La Commissione UE ha annunciato che porrà fine alla dipendenza dai combustibili fossili importati dalla Russia entro il 2027. Il piano propone un approccio in due fasi: vietando nuovi contratti di gas entro la fine del 2025 ed eliminando gradualmente tutte le importazioni rimanenti. Nonostante l’Unione Europea abbia già ridotto la sua quota di importazioni di gas russo dal 45% al 19%, grazie al piano REPowerEU, la decisione arriva in un contesto di forte aumento delle importazioni di Gnl.

Sebbene le importazioni complessive di combustibili fossili dalla Russia siano diminuite dalla crisi geopolitica in Ucraina, le importazioni di Gnl e gas russo da gasdotto, secondo i dati dell’ufficio statistico europeo Eurostat, sono infatti aumentate del 18% nel 2024. La nuova tabella di marcia è destinata a fermare questa tendenza.
UE: dal 2027 stop al legame energetico con la Russia
Entro la fine dell’anno in corso, i Paesi dell’UE prepareranno piani nazionali che definiranno come contribuiranno all’eliminazione graduale delle importazioni di gas, energia nucleare e petrolio russi. Allo stesso tempo, continueranno gli sforzi per accelerare la transizione energetica e diversificare l’approvvigionamento energetico. L’obiettivo di tale strategia è quello di eliminare i rischi per la sicurezza dell’approvvigionamento e la stabilità del mercato. Da un lato, infatti, l’UE ha dovuto affrontare una grave minaccia alla sicurezza da parte della Russia dopo l’invasione dell’Ucraina, che ha spinto a sollecitare urgenti richieste di porre fine ai legami energetici. Dall’altro, l’interruzione che la Russia ha causato ai mercati energetici globali dal 2021 ha innescato sfide economiche: prezzi dell’energia altissimi per l’industria e un aggravamento della crisi del costo della vita per le famiglie.
Le misure per gas puntano a bloccare tutte le importazioni entro la fine del 2027, migliorando la trasparenza, il monitoraggio e la tracciabilità nei mercati dell’UE. Saranno vietati nuovi contratti con i fornitori di gas russo e i contratti spot, quelli con pagamento immediato, saranno sospesi entro la fine del 2025. Questa misura si prevede garantirà, già entro la fine di quest’anno, la riduzione di un terzo delle rimanenti forniture. Ulteriori misure saranno adottare per contrastare la flotta ombra russa, ossia le navi impiegate nel trasporto di petrolio per eludere le sanzioni. Per quanto riguarda il nucleare, saranno limitati nuovi contratti di fornitura cofirmati dall’Agenzia di approvvigionamento dell’Euratom per l’uranio, l’uranio arricchito e altri materiali nucleari provenienti dalla Russia.
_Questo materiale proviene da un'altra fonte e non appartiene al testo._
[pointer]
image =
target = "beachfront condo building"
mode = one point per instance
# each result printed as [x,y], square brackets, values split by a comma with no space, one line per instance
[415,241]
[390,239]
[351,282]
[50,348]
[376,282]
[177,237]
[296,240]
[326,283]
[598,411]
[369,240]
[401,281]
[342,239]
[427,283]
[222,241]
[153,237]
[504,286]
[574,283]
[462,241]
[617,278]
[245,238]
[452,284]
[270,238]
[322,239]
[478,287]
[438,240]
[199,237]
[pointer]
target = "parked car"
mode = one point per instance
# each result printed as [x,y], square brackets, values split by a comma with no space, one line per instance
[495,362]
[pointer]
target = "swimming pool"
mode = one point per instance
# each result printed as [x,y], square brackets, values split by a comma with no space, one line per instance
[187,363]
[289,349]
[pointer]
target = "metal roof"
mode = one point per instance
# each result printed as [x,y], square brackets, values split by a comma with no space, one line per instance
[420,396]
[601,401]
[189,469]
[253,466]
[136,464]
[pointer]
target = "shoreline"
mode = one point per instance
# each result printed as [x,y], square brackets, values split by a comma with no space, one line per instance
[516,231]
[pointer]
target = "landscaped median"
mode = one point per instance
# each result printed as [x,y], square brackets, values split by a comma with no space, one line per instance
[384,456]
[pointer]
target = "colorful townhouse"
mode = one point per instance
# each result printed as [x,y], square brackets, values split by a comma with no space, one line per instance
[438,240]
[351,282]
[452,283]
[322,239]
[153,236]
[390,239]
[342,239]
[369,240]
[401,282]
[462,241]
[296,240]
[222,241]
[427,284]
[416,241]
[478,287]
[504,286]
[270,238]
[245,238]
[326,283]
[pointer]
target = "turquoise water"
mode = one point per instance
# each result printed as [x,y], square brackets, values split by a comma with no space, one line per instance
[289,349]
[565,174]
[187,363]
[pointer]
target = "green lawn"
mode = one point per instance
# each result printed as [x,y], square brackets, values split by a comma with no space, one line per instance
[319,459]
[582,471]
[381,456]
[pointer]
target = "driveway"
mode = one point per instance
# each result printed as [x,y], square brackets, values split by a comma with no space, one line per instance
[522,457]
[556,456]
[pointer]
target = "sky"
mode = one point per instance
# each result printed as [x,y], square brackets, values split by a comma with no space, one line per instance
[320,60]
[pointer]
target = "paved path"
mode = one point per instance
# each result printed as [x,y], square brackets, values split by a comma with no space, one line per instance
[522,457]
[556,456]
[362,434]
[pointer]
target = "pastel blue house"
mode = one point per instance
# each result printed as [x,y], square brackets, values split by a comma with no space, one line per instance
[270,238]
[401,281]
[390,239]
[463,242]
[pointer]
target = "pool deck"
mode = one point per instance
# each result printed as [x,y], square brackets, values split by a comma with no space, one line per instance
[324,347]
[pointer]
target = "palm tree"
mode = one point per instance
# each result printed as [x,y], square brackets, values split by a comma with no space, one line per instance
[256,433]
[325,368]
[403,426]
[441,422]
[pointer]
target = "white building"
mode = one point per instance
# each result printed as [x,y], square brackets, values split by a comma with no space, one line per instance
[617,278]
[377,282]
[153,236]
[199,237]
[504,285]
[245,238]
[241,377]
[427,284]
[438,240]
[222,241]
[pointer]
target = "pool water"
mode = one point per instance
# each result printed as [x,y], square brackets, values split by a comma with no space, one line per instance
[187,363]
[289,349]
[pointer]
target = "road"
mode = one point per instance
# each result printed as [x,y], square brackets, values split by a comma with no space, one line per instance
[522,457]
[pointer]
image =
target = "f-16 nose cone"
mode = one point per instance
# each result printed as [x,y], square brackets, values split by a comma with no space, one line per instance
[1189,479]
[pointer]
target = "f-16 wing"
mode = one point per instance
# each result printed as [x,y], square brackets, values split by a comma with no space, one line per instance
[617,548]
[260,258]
Migliore utilizzo delle infrastrutture e transizione energetica
La Commissione UE collaborerà con gli Stati membri per garantire che l’eliminazione graduale delle importazioni di energia russa a livello europeo sia graduale e ben coordinata in tutta l’Unione. Con la piena attuazione del quadro di transizione energetica e del Piano d’azione per un’energia accessibile, l’UE prevede di sostituire fino a 100 miliardi di metri cubi di gas naturale entro il 2030. Ciò si tradurrà in una riduzione della domanda di 40-50 miliardi di metri cubi entro il 2027. Allo stesso tempo, le stime indicano che la capacità di Gnl aumenterà di circa 200 miliardi di metri cubi entro il 2028, pari a cinque volte di più rispetto alle attuali importazioni di gas russo dell’UE.
Le importazioni di carbone russo sono state vietate da sanzioni; quelle di petrolio si sono ridotte dal 27% all’inizio del 2022 al 3% attuale. Nel settore nucleare, rende noto la Commissione europea, gli Stati membri che utilizzano ancora reattori Vver di progettazione russa hanno compiuto progressi nella sostituzione del combustibile nucleare con altro da altri produttori. Tutte le misure, garantisce la Commissione EU, saranno accompagnate da sforzi per diversificare ulteriormente le forniture di energia, anche attraverso il migliore utilizzo delle infrastrutture. È inoltre prevista un’iniziativa europea per la European Radioisotopes Valley Initiative al fine di garantire l’approvvigionamento di radioisotopi medicali, da parte dell’UE, attraverso un aumento della propria produzione.